In a post on the Medium platform, Jessica Krug, Professor of History at the prestigious George Washington University in Washington DCHe admitted to having lied “most” of his adult life.
“I have hidden my past from white Jewish girl from the Kansas City suburbs to take advantage of various black identities that I had no right to claim: first black from North Africa, then African-American and finally black from the Bronx, of Caribbean origin, “wrote this woman with light complexion and curly black hair.
These lies represent “the very epitome of violence, theft and appropriation, of the myriad ways non-black people continue to use and abuse black identities and cultures,” wrote Jessica Krug, calling herself a “cultural leech.” . Krug has written several essays on the history of the African diaspora and its legacy in other countries, and one of her essays was a finalist for the Harriet Tubman Prize, which distinguishes research on slavery.
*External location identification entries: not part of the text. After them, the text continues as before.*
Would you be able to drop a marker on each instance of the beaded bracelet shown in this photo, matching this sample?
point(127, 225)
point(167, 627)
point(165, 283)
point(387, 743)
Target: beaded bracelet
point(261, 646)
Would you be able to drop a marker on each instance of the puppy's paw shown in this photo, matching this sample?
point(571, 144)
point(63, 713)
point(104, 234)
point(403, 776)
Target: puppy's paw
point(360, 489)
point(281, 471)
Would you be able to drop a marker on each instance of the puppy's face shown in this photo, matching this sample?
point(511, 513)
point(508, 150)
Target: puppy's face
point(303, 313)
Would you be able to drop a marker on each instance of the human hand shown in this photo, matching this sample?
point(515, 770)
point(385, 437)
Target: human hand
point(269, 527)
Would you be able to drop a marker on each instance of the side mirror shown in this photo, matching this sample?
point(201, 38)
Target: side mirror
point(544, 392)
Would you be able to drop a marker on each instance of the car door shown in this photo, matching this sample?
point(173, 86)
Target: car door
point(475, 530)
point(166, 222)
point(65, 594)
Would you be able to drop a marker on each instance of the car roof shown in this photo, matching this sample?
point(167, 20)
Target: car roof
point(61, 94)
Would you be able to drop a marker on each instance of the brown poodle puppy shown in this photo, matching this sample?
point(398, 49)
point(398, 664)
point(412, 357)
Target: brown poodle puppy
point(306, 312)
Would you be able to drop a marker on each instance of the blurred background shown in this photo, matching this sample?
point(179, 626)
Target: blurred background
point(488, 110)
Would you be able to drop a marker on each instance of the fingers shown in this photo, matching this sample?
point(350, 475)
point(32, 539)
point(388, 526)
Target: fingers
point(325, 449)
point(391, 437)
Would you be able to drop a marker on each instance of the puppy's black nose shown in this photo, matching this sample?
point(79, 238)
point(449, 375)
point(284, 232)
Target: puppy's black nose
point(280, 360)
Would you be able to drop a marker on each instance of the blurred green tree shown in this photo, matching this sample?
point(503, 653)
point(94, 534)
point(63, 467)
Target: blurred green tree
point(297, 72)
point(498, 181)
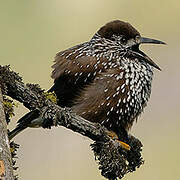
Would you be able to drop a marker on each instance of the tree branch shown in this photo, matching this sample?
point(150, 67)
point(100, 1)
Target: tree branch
point(6, 167)
point(113, 160)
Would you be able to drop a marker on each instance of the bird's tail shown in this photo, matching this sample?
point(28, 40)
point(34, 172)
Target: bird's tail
point(24, 122)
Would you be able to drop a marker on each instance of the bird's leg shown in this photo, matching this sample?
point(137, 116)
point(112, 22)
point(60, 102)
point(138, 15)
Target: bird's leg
point(115, 137)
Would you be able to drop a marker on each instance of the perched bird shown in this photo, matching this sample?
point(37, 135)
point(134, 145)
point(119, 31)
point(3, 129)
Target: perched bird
point(106, 80)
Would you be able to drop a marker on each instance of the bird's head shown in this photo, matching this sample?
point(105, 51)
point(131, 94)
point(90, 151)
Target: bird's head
point(127, 37)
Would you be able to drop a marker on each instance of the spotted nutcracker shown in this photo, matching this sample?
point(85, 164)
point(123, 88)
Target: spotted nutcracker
point(106, 80)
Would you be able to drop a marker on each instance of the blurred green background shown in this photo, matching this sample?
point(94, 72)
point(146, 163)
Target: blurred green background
point(32, 32)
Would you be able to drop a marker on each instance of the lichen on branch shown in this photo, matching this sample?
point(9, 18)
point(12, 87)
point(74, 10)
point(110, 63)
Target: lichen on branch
point(114, 162)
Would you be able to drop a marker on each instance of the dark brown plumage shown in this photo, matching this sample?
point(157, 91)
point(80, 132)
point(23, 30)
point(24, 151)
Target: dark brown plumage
point(108, 79)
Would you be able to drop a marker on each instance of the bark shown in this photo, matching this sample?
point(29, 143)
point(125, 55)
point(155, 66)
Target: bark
point(114, 162)
point(6, 168)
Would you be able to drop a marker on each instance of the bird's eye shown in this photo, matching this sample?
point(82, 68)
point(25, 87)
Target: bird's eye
point(123, 40)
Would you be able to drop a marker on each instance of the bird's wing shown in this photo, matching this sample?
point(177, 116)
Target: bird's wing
point(106, 99)
point(73, 70)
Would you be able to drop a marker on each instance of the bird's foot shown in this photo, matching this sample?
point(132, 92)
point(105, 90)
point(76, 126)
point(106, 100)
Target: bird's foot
point(122, 144)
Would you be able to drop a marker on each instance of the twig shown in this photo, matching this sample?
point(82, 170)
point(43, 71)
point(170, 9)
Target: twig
point(113, 161)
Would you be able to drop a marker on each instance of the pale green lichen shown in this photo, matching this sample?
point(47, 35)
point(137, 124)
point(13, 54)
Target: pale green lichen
point(51, 96)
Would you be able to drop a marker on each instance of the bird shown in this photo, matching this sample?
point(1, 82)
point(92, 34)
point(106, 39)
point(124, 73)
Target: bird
point(106, 80)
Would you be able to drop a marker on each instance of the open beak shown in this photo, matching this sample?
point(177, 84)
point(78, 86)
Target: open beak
point(152, 41)
point(144, 56)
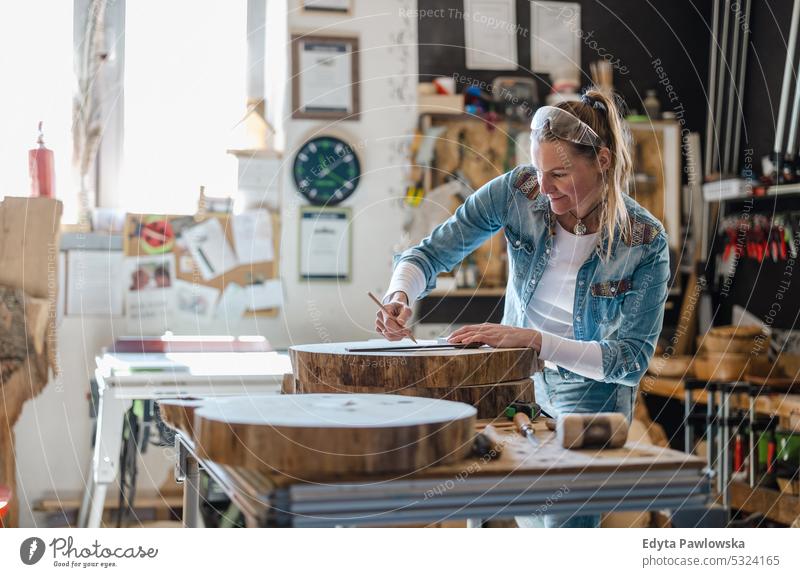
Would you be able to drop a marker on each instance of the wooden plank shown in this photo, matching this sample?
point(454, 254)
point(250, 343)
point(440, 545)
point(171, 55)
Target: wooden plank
point(776, 506)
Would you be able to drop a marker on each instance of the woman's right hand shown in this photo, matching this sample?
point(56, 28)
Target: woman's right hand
point(393, 325)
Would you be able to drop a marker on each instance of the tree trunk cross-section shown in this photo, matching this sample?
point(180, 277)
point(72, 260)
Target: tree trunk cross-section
point(487, 378)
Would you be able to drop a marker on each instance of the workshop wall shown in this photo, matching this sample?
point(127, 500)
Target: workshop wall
point(636, 33)
point(48, 460)
point(313, 312)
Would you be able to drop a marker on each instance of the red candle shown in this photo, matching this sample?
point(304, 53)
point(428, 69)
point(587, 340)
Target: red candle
point(42, 168)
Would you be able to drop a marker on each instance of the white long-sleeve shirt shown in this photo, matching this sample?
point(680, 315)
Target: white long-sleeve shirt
point(550, 310)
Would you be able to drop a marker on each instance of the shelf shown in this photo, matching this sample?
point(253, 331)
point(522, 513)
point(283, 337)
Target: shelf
point(783, 404)
point(461, 293)
point(781, 507)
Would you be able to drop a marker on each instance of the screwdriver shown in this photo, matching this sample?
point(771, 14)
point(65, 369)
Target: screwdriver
point(523, 425)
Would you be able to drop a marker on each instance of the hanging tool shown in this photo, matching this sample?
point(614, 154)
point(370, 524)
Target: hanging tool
point(778, 149)
point(742, 70)
point(524, 427)
point(712, 89)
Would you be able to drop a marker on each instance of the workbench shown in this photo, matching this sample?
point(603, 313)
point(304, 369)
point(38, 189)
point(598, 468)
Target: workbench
point(523, 481)
point(124, 377)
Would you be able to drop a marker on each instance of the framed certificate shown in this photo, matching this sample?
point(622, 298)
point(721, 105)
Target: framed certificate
point(325, 81)
point(329, 6)
point(325, 244)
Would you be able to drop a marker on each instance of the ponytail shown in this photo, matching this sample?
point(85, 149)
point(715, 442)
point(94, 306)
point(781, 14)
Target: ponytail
point(604, 114)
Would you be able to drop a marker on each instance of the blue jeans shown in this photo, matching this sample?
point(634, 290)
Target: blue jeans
point(578, 395)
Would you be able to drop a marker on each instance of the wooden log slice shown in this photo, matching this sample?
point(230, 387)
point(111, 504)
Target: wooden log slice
point(489, 400)
point(332, 365)
point(316, 436)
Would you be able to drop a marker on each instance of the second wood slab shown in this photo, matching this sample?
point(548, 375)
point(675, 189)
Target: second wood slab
point(314, 436)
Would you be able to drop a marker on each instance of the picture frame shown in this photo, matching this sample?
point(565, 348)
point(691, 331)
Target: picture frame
point(327, 6)
point(325, 77)
point(325, 244)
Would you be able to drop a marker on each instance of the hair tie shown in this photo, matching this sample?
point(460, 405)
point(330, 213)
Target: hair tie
point(593, 102)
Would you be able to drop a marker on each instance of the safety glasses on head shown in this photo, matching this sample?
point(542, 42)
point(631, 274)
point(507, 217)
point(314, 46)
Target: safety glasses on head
point(565, 125)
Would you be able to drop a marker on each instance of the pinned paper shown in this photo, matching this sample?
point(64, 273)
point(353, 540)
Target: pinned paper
point(252, 236)
point(266, 295)
point(195, 302)
point(94, 286)
point(210, 249)
point(233, 303)
point(148, 283)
At texto en Medium, the woman attributes her confession to psychological therapies that have made her come to terms with her past, and her lies to her attempts to deny childhood trauma, which she does not explain.
Asked by CNN, one of her former students said that Krug told her students that she was proud of her origin from the Bronx and that she once got into a fight with another student who assured her that rap had been created in Brooklyn, a typical New York debate .
Also according to CNN, this professor specializing in African and colonization history read aloud the word “nigger” in texts, a taboo term that only black people are socially empowered to pronounce.
In addition, her former student said, she frequently vindicated black and indigenous artists and gave lectures on topics such as indigenous populations in Chile; he also used many terms in Spanish, which in theory came from his Puerto Rican origins.
Case in 2015
George Washington University has announced that it is “aware” of these revelations and “assesses the situation.”
In the United States, especially in academic and progressive circles, the use of identity symbols of communities to which one does not belong, the so-called “cultural appropriation”, is strongly condemned. In official censuses, where the ethnic origin of Americans is recorded, it is nevertheless possible to identify as one wishes.
The case recalled another from 2015 in which an activist, Rachel Dolezal, made a splash by identifying herself as black when she and her parents were white.